The answer might come from court papers filed on Friday by Al Jazeera.
The cable news network reveals that it hasn’t been paid license fees from the satcaster in months. Al Jazeera is now asserting that DirecTV is breaching contract and owes $6.8 million from March 16 through the end of last month. And yet, Al Jazeera tells a judge that it intends to continue to make its service available to DirecTV.
Although $6.8 million is a lot, that’s nothing compared to the nearly $75 million that DirecTV believes is owed by Al Jazeera for allegedly breaching “most favored nation” obligations under the old contract.

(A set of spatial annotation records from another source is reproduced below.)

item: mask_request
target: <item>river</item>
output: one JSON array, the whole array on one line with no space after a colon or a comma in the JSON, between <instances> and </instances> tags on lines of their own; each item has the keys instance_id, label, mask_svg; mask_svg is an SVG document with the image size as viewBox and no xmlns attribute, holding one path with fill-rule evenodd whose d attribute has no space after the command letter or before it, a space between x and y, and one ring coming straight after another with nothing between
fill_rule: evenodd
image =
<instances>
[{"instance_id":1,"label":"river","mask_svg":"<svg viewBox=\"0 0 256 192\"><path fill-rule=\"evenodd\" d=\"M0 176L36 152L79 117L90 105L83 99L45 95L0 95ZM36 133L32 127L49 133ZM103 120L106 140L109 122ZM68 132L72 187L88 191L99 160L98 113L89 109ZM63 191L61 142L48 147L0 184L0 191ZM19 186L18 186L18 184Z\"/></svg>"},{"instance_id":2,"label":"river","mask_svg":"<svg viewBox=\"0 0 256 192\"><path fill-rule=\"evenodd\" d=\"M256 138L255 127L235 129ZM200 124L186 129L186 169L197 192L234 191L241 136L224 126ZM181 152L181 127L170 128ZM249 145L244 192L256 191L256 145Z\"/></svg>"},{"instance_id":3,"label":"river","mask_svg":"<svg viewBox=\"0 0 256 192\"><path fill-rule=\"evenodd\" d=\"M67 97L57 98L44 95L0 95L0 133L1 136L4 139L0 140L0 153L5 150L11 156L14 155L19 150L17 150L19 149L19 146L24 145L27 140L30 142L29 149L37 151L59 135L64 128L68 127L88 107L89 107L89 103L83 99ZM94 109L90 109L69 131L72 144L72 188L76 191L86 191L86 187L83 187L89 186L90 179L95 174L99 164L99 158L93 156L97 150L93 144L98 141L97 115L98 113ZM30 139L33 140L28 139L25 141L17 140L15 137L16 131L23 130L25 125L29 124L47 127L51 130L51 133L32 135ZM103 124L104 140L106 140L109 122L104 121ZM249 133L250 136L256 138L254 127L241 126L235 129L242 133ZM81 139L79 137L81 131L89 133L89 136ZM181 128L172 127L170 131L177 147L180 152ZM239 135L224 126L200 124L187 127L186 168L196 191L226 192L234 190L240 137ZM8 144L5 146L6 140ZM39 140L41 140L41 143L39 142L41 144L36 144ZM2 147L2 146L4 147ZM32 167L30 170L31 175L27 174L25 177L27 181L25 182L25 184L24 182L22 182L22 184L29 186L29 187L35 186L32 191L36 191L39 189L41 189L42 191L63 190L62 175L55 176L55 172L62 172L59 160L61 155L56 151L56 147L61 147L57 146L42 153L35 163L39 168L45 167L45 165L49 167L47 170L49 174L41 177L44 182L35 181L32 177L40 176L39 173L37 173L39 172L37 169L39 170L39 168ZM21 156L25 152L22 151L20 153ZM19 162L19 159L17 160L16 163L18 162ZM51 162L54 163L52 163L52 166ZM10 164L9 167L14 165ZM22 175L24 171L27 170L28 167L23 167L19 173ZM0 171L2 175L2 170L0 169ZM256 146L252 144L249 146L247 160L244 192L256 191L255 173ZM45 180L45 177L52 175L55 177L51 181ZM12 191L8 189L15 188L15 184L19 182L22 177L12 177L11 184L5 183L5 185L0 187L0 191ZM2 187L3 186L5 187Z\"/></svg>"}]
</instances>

This claim emanates from what happened in January 2013 when Al Gore sold the old Current TV to the Qataris. At the time, not everyone was gung ho about the plan to rebrand Current TV as Al Jazeera America. In fact, it’s revealed in new court papers that DirecTV got $10 million from former members of Current to forgo the right to terminate the cable channel upon a change of ownership. At the same time, Time Warner Cable was able to extract a better licensing deal for itself.
That arrangement with TWC meant that under the old Current deals, Al Jazeera was obligated to offer the same licensing terms to other distributors.
In its amended lawsuit, DirecTV says it never got such an offer.
Not true, responds Al Jazeera.
“On October 12, 2013, AJAM made a timely and formal MFN offer to DIRECTV,” states the new counterclaim. “In fact, AJAM also made timely MFN offers to its other eligible distributors… The other distributors accepted these offers, after customary negotiation… Notwithstanding AJAM’s timely MFN offer, DIRECTV took no action to accept or reject that offer… Rather, DIRECTV remained entirely silent with respect to the offer from October 2013 through May 2015.”
Al Jazeera believes its obligations were thus discharged.
On June 15, according to the court papers, DirecTV faxed a letter that it intended to “reduce the damages,” the $75 million allegedly owed by Al Jazeera, by “withholding license fee payments through the Agreement’s remaining Term.”
Al Jazeera says it has not consented to this and that it’s a breach of contract to not turn over due money.
But apparently, the Qataris aren’t ready to order its service down from DirecTV. Asked about an extension, all a spokesperson for Al Jazeera would say is, “As a matter of policy, Al Jazeera America does not comment on discussions with our distributors.”
A jury trial is scheduled for January. Al Jazeera might attempt to collect licensing money then. In the meantime, DirecTV is apparently taking an advance on the damages it expects to win. A spokesperson for DirecTV declined to comment.